The urachus is a thick tube-like structure that is formed in the embryo as the allantois involutes. It extends from the umbilicus to the bladder dome. After birth, it becomes a fibrous cord called the median umbilical ligament. If remnants of the allantois remain within the ligament, they develop into cysts as well as epithelial neoplasms. A urachal remnant may persist in approximately 32% of adults [4], consisting of a tubular or cystic structure lined by epithelium, surrounded by connective tissue and musculature. The epithelial lining of the urachus is urothelium, similar to that of the urinary bladder and the ureter, but it frequently undergoes metaplastic change, mostly glandular. An epithelium-lined lumen usually persists throughout life and uncommonly gives rise to aggressive urachal carcinoma [3].
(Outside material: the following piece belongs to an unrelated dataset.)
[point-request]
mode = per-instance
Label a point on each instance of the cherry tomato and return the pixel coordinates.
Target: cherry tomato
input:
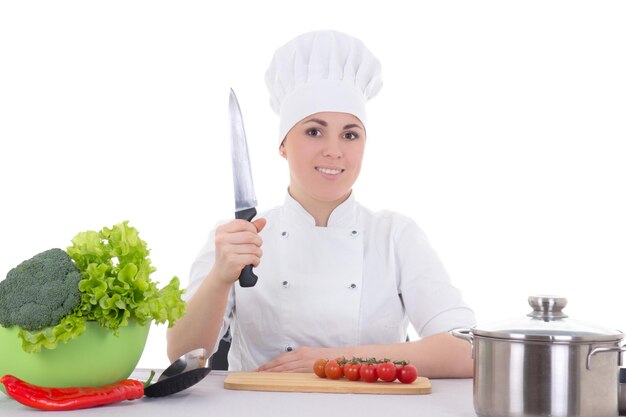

The pathologic criteria for the diagnosis of urachal carcinoma are varied. Criteria for diagnosis of urachal adenocarcinoma accepted by the newest WHO as follows: 1. Location of the tumor in the bladder dome and/or anterior wall; 2. The epicenter of carcinoma in the bladder wall; 3. Absence of widespread cystitis cystica and/or cystitis glandularis beyond the dome or anterior wall; 4. Absence of a known primary elsewhere [5].

Several staging systems have been used for urachal carcinomas. No AJCC TNM staging system for urachal carcinomas as urachal tumors do not arise from the bladder surface urothelium [6]. The most widely used staging system is the Sheldon system [7].

The Sheldon staging system for Urachal carcinoma. Stage I: Carcinoma confined to the Urachal mucosa; Stage II: Carcinoma invasion confined to the urachus; Stage III: Local carcinoma extension, IIIA Extension into the bladder. IIIB Extension into the abdominal wall. IIIC Extension into the peritoneum. IIID Extension into other viscera; Stage IV: Metastasis. IVA Metastasis to lymph nodes. IVB Metastasis to distant sites. In this case, it was Sheldon IIIA. The mixed type of urachal carcinoma is rare. There were only five cases reported with our knowledge. Surgery is the primary treatment for urachal carcinomas. There is no standard neoadjuvant or adjuvant chemotherapy. Urachal carcinomas occur mostly in the bladder dome and are generally treated by partial cystectomy with en bloc resection of the medial umbilical ligament and umbilicus [8]. Detailed pathologic studies with clinical outcome correlation are few. The value of the 3D image reconstruction of CT scans in this case helped surgeon understand the blood supply and tumor boundary well before surgery and assist the surgical procedure plan. This can be beneficial for the decision making in the range of tumor margin excision, in lymphadenectomy as well as the hemostasis in the operation.

Figure 1: CT scan found a mass at the dome of bladder with calcification.

Figure 2: 3D image reconstruction based on CT scan.

Figure 3: Flexible cystoscopy view of the urachal tumor

Figure 4: The umbilicus was excised with a connection to the urachus and tumor.

Figure 5: Big slide of specimen cell type.

Figure 6: Histopathology exmination showed mixed.

Figure 7: Most of the tumor is a moderately differentiated adenocarcinoma.